DFG 2022 YILI GAZETECİLERE YÖNELİK HAK İHLALLERİ RAPORU

DFG 2022 YILI GAZETECİLERE YÖNELİK HAK İHLALLERİ RAPORU

Basın ve ifade özgürlüğünün sağlanacağı bir yıl umuduyla girdiğimiz 2022’yi ne yazık ki aksi bir tablo ile kapattık. Savaşı her alanda artıran iktidar, bunu koltuğunu sağlamlaştırmak adına yıl içerisinde tüm muhalefeti hedef aldığı gibi gazetecileri ve aslında mesleğimizi hedef aldı. AKP ilk iktidara geldiği süreçte sözünü ettiği Avrupa Birliği’ne üye standartlarının aksine, 20 yıllık süreçte basın ve ifade özgürlüğünü tümüyle ortadan kaldırmak adına adımlar attı. “Gazeteciliği öldürmek” anlamına gelen bu adımların en büyüğünü 2022 yılı içerisinde attı.
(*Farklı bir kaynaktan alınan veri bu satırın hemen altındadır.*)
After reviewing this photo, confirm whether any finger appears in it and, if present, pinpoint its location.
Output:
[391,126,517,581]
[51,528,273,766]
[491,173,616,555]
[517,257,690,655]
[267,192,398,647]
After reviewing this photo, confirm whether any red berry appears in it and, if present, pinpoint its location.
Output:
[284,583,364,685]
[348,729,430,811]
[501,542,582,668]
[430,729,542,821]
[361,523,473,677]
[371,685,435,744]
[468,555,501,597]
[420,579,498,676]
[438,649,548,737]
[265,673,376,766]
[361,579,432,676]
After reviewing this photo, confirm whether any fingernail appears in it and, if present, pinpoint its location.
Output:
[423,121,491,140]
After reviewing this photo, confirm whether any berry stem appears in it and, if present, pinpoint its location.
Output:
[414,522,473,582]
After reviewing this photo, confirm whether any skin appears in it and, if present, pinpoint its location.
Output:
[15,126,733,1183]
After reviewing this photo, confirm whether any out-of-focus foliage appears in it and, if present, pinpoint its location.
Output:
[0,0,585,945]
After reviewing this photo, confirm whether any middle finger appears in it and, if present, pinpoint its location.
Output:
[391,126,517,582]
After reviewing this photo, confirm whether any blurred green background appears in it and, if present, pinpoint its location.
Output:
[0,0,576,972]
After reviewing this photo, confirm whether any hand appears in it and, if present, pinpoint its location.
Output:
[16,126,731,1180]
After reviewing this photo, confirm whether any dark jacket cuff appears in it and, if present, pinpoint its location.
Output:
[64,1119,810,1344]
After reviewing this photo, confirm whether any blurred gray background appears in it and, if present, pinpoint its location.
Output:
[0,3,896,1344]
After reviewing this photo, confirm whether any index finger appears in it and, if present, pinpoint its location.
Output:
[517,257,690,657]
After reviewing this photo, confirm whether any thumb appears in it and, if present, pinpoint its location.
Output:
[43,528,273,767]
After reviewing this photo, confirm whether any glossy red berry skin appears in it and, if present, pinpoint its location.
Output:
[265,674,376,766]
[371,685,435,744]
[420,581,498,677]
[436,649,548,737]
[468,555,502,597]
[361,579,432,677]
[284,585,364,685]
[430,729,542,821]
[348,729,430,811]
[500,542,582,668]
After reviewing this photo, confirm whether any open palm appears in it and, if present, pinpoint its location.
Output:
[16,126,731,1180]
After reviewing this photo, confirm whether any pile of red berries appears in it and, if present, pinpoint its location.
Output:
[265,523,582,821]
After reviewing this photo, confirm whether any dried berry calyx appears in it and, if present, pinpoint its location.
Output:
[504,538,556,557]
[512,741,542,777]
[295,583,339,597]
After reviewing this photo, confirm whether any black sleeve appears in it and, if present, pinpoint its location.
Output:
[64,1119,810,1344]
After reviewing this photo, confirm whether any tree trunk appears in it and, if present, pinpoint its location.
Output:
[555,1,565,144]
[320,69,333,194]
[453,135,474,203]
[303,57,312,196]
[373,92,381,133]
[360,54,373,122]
Yıl içerisinde aylık olarak 5 ayrı başlık altında topladığımız ihlallerin her birine baktığımızda iktidarın gerçeklerden ne kadar korktuğunu görmek mümkün. Bu nedenle sahada haber takibi yapan gazeteciler ya kalkanlarla ya da bizzat polis şiddetiyle engellenmek istendi. Birçok kez toplumsal eylemlerde polis saldırısının ilk hedefi gazeteciler oldu. Birçok gazeteci bu eylemler sırasında darp edildi, görüntü ve fotoğraf alması engellendi ya da Van’da olduğu gibi başına silah dayanarak ölümle tehdit edildi. Van’da 1 Eylül mitingi ardından yapılan yürüyüşe polis saldırısını görüntüleyen gazeteciler hedef alındı, tamamı polis şiddetine maruz kaldı ve polis tarafından kafalarına silah dayanarak ölümle tehdit edildi. Yıl içerisinde 132 kez gazetecilerin haber takibi engellendi, bu engellemelerde 65 gazeteci saldırıya uğradı.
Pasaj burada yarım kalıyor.